Quel était le protocole judiciaire entre le Royaume-Uni et le Pakistan, et a-t-il été efficace ? Un accord de 2003 a été conclu entre des juges supérieurs d'Angleterre et du Pays de Galles et du Pakistan, établissant un principe de restitution au pays d'origine et désignant des juges chargés de la coordination afin de communiquer directement sur les affaires. Cet accord a permis des retours effectifs et a contribué à inspirer le réseau international de juges (Hague Network), bien que son application ait varié selon les tribunaux. Le Pakistan a par la suite adhéré à la Convention de La Haye elle-même (en 2016, entrée en vigueur en 2017).

Si un pays adhère à la Convention de La Haye de 1980, le traité s'applique-t-il automatiquement à mon cas ? Il n'est pas nécessairement le cas. Conformément à l'article 38, l'adhésion d'un pays ne lie que les États membres existants qui acceptent formellement cette adhésion. L'application de la Convention entre deux pays spécifiques dépend de cet accord bilatéral ; c'est pourquoi il est essentiel que les parents vérifient si leur pays fait partie de ce type d'accord.

Références et sources.

  1. Protocole judiciaire Royaume-Uni – Pakistan en matière de questions relatives aux enfants. (Le 17 janvier 2003) – texte et note concernant SafeReturn Alliance. https://www.hcch.net/en/publications-and-studies/details4/?pid=3205 ; Directives du site GOV.UK : Malheureusement, je n'ai pas accès à Internet et ne peux donc pas traduire le texte de l'URL fournie. Veuillez me fournir le texte directement pour que je puisse effectuer la traduction.
  2. Centre international de réunification en cas d'enlèvement transfrontalier d'enfants. Un guide sur le rapt international d'enfants impliquant le Pakistan. (Octobre 2020) – Examen du fonctionnement des protocoles : https://www.reunite.org/wp-content/uploads/2020/10/Pakistan-Review-Oct-2020.pdf
  3. Mémorandum d'entente entre les États-Unis et l'Égypte. (Octobre 2003) – texte et évaluation par des professionnels : Malheureusement, je n'ai pas accès à Internet et ne peux donc pas traduire le texte provenant de l'URL fournie. Pour obtenir une traduction précise, veuillez me fournir le texte directement. ; Page du site web du Département d'État américain concernant l'Égypte : Malheureusement, je n'ai pas accès à Internet et ne peux donc pas traduire le texte de l'URL fournie. Pour obtenir une traduction précise, veuillez me fournir le texte directement.
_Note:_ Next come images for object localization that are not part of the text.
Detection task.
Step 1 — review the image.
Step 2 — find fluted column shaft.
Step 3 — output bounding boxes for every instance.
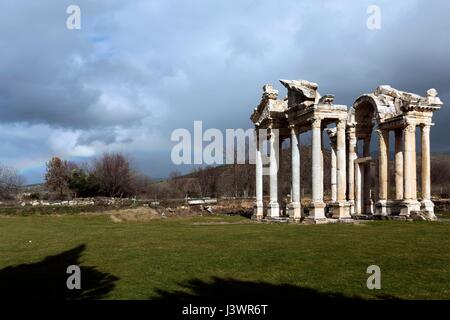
[337,120,347,202]
[312,119,323,203]
[268,128,280,218]
[404,123,417,201]
[378,129,389,201]
[363,136,372,213]
[255,128,263,218]
[395,129,404,200]
[421,125,431,201]
[347,129,357,204]
[289,126,302,221]
[330,142,337,202]
[291,127,300,204]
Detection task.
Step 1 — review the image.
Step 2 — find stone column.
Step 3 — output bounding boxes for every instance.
[347,128,357,214]
[268,128,280,218]
[330,140,337,203]
[337,120,347,202]
[309,117,326,221]
[403,123,417,201]
[355,161,362,214]
[289,126,301,221]
[363,136,372,214]
[320,126,324,201]
[395,129,404,200]
[254,128,264,219]
[376,129,389,215]
[412,128,417,200]
[278,137,284,215]
[330,120,351,219]
[402,122,420,216]
[374,159,379,203]
[421,125,435,216]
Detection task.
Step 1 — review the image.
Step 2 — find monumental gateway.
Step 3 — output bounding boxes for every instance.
[250,80,443,223]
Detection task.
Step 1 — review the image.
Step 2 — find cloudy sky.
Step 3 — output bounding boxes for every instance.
[1,0,449,184]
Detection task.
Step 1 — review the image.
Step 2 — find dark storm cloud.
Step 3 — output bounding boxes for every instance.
[0,0,148,130]
[76,129,118,146]
[0,0,449,183]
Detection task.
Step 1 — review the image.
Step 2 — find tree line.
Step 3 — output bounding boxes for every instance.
[149,147,450,201]
[1,148,450,201]
[44,152,152,199]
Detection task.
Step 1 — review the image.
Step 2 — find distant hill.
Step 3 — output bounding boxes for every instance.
[20,183,46,191]
[156,147,450,200]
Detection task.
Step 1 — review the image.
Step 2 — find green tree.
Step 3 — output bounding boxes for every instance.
[68,169,101,197]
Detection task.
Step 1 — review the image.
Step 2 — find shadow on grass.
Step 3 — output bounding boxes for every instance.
[153,277,401,300]
[224,209,254,219]
[0,244,118,300]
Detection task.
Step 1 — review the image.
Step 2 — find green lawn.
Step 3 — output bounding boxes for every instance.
[0,214,449,300]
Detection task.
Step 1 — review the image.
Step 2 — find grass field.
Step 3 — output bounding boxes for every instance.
[0,213,449,300]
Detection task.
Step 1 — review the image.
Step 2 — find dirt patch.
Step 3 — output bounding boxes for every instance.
[108,207,163,223]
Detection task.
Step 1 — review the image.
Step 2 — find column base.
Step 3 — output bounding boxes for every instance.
[265,216,290,223]
[329,201,352,219]
[348,200,355,215]
[288,202,302,222]
[421,200,437,220]
[267,202,280,219]
[365,201,374,215]
[252,202,264,221]
[375,200,388,216]
[399,200,421,217]
[307,201,327,222]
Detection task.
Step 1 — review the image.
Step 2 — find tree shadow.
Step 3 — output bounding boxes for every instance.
[152,277,401,301]
[0,244,118,300]
[225,209,254,219]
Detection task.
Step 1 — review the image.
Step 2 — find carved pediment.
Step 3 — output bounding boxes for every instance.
[280,79,321,110]
[373,85,443,116]
[251,84,288,124]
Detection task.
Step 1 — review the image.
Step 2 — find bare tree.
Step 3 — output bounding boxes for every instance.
[133,174,153,197]
[0,165,25,199]
[191,166,216,197]
[93,152,135,197]
[430,153,450,197]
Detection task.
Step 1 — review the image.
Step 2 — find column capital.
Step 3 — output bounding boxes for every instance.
[420,124,432,133]
[289,124,298,135]
[309,116,322,129]
[347,128,357,146]
[347,122,356,129]
[336,119,346,130]
[267,127,279,139]
[404,121,416,133]
[375,128,389,138]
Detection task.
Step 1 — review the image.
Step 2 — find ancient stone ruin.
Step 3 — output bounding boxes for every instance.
[250,80,443,223]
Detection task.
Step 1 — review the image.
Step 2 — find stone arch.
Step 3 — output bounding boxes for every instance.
[348,95,386,138]
[348,95,385,215]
  4. Accord-cadre entre les États-Unis et l'Arabie saoudite concernant le rapt international d'enfants par les parents. — texte officiel : https://www.state.gov/wp-content/uploads/2019/05/U.S.-Saudi-Arabia-MOU-on-international-parental-child-abduction.pdf
  5. Département d'État des États-Unis, Rapport annuel 2025 sur l'enlèvement international d'enfants. (couvrant l'année civile 2024) – Pages pays pour l'Égypte, la Jordanie et les Émirats arabes unis ; 218 enfants restitués / dont 61 provenant de pays qui ne sont pas parties au protocole : https://travel.state.gov/content/dam/NEWIPCAAssets/2025%20Annual%20Report%20on%20International%20Child%20Abduction.pdf
  6. Bibliothèque du Congrès, Service juridique. Lois relatives à l'enlèvement transfrontalier d'enfants – Jordanie.: Malheureusement, je ne peux pas accéder à des URL externes, y compris celles fournies par le gouvernement américain ou d'autres sources en ligne. Par conséquent, je suis incapable de traduire le texte contenu dans le document PDF spécifié. Pour obtenir une traduction précise, veuillez me fournir le texte directement.
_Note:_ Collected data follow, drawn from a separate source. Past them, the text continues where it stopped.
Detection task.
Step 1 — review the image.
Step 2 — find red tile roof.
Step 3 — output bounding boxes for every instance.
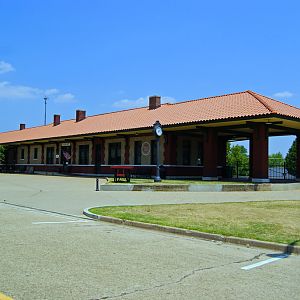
[1,90,300,144]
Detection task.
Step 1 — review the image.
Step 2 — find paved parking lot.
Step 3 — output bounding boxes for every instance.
[0,174,299,299]
[1,174,299,216]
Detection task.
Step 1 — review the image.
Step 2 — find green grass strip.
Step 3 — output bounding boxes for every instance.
[90,201,300,245]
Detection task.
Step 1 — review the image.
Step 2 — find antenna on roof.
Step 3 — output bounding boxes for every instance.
[44,96,48,125]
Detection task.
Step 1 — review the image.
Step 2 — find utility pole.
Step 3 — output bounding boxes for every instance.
[44,96,48,125]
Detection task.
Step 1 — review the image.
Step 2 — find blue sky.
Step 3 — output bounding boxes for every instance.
[0,0,299,155]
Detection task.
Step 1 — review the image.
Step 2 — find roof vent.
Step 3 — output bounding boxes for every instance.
[76,110,86,122]
[149,96,161,110]
[20,123,25,130]
[53,114,60,126]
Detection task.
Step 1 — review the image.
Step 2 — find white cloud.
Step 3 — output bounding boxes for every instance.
[0,61,15,74]
[161,96,175,104]
[0,81,77,103]
[113,95,175,108]
[53,93,76,103]
[0,81,42,99]
[45,88,60,96]
[273,91,294,98]
[113,97,146,108]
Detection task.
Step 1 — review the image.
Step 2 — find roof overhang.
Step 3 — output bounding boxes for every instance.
[1,114,300,146]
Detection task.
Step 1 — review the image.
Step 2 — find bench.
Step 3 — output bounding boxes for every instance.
[111,166,134,182]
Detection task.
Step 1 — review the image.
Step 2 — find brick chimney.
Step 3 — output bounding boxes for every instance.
[76,110,86,122]
[149,96,161,110]
[20,123,26,130]
[53,114,60,126]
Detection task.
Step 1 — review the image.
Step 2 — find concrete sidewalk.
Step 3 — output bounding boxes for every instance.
[0,173,299,216]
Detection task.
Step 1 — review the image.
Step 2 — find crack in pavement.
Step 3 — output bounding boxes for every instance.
[29,190,44,198]
[90,252,266,300]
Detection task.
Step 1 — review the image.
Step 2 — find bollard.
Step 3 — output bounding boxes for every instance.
[95,178,99,191]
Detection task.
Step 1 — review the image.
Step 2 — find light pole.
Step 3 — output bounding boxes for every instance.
[44,96,48,125]
[153,120,163,182]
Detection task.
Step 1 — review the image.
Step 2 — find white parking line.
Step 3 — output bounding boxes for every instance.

  7. Tableau des statuts HCCH – Adhésion du Pakistan (2016, entrée en vigueur en 2017) et modalités d'application de l'article 38 : https://www.hcch.net/en/instruments/conventions/status-table/?cid=24
Cet article est destiné uniquement à des fins d'information générale et de discussion politique, et ne constitue pas un avis juridique. Les lois et les procédures varient selon les pays et les cas. Si un enfant risque d'être en danger ou a déjà été enlevé et déplacé au-delà des frontières, veuillez contacter immédiatement l'Autorité Centrale compétente, la police locale si nécessaire, les représentants consulaires et un avocat qualifié. Ce document est basé uniquement sur des sources publiques.